More recently, Rocha has found herself returning to the visual language of the 1920s to 1940s. She speaks of an almost instinctive familiarity with that period, and it now filters into her treatment of portraiture, gesture, attire and hairstyling. It suits a practice already attuned to the slippery nature of selfhood and memory.

“Her work creates a space where beauty and vulnerability coexist, without forcing a narrative, yet leaving a lasting impression.”

Rocha’s champion, gallerist Sofie Van de Velde, was first drawn to her work through Instagram, later meeting Rocha at openings, where, as she recalls, “a certain unspoken connection seemed to emerge.” What holds her attention is the atmosphere Rocha creates on the canvas. “Her work creates a space where beauty and vulnerability coexist, without forcing a narrative, yet leaving a lasting impression,” Van de Velde tells The Wick. She also points to the artist’s “quiet strength”, adding that the paintings “invite you in gently, but reveal its layers the longer you stay with it.”

This slow reveal is part of what makes the work so persuasive. Van de Velde describes the decision to collaborate on The Wunderwall as something that “came very naturally,” saying it felt like “the right moment to bring her work into our context, one that values intuition, but also gives space for deeper engagement over time.” She adds that, the longer she works as a gallerist, the more she values “this kind of mutual recognition,” where “a shared enthusiasm between artist and gallery often forms the foundation for a meaningful and lasting collaboration.”

Rocha’s own measure of achievement is similarly grounded. Rather than naming a single exhibition or award, she points to the fact of sustaining herself through art, and to the way painting has transformed her life “not only materially, but on a deeply personal and existential level.” It is an answer entirely in keeping with the work itself, subtle and thoughtful; and profound in what it contains.
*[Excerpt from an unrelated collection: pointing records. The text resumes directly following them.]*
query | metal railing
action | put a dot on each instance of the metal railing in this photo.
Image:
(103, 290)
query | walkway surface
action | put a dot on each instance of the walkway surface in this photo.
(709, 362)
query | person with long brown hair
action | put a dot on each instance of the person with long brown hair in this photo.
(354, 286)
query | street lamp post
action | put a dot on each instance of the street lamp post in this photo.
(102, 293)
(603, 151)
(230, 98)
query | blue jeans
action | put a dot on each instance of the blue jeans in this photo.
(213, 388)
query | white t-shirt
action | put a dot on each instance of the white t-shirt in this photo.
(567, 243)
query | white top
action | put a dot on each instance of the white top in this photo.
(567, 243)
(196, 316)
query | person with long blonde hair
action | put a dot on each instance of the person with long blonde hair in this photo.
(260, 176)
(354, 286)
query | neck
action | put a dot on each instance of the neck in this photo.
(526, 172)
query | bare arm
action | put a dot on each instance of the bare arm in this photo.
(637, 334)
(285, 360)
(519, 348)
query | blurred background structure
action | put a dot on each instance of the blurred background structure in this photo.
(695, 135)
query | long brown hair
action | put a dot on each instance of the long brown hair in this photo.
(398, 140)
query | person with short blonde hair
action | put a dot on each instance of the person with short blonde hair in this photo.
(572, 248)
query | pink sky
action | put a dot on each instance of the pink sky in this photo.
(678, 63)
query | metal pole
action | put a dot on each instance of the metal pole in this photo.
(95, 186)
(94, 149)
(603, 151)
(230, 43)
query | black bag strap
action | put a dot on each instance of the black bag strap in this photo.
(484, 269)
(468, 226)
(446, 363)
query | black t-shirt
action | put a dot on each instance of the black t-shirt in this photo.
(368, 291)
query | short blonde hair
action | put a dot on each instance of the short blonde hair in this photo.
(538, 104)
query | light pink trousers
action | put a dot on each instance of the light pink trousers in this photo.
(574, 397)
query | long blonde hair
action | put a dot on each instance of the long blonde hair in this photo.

Rocha is currently showing as part of The Wunderwall Enlarged, a group exhibition at Gallery Sofie Van de Velde. As her practice continues to unfold, her portraits remain open and searching. They are less interested in pinning a person down than in staying with the complexity of what a person might hold.

About the champion

The Wick Culture - Spotlight Anuk Rocha creates patchwork portraits from fleeting feelings

Sofie Van de Velde (Antwerp, 1971) is a Belgian gallerist and founder of Gallery Sofie Van de Velde. With a background in social work and education, she brings a people-centered and long-term approach to the art world.

After seventeen years in the social sector, she transitioned into the arts in 2010 and established her gallery in 2013. The gallery is known for its strong commitment to supporting artists through sustainable development and international positioning, while fostering dialogue between contemporary practices and historical contexts.

Van de Velde is President of the Belgian Association of Modern and Contemporary Art Galleries (BUP) and Vice-President of FEAGA. She is also widely recognised for making art accessible to broader audiences through media and public engagement.

Place of Birth

Hage, West Germany. A drab industrial town.

Education

École supérieure des arts et techniques de la mode (ESMOD), Paris

Awards, Accolades

Delphian Gallery Award

Spiritual guides, Mentors

My husband

Advice

Don’t be afraid to speak about the odd stuff, to be flawed and opinionated.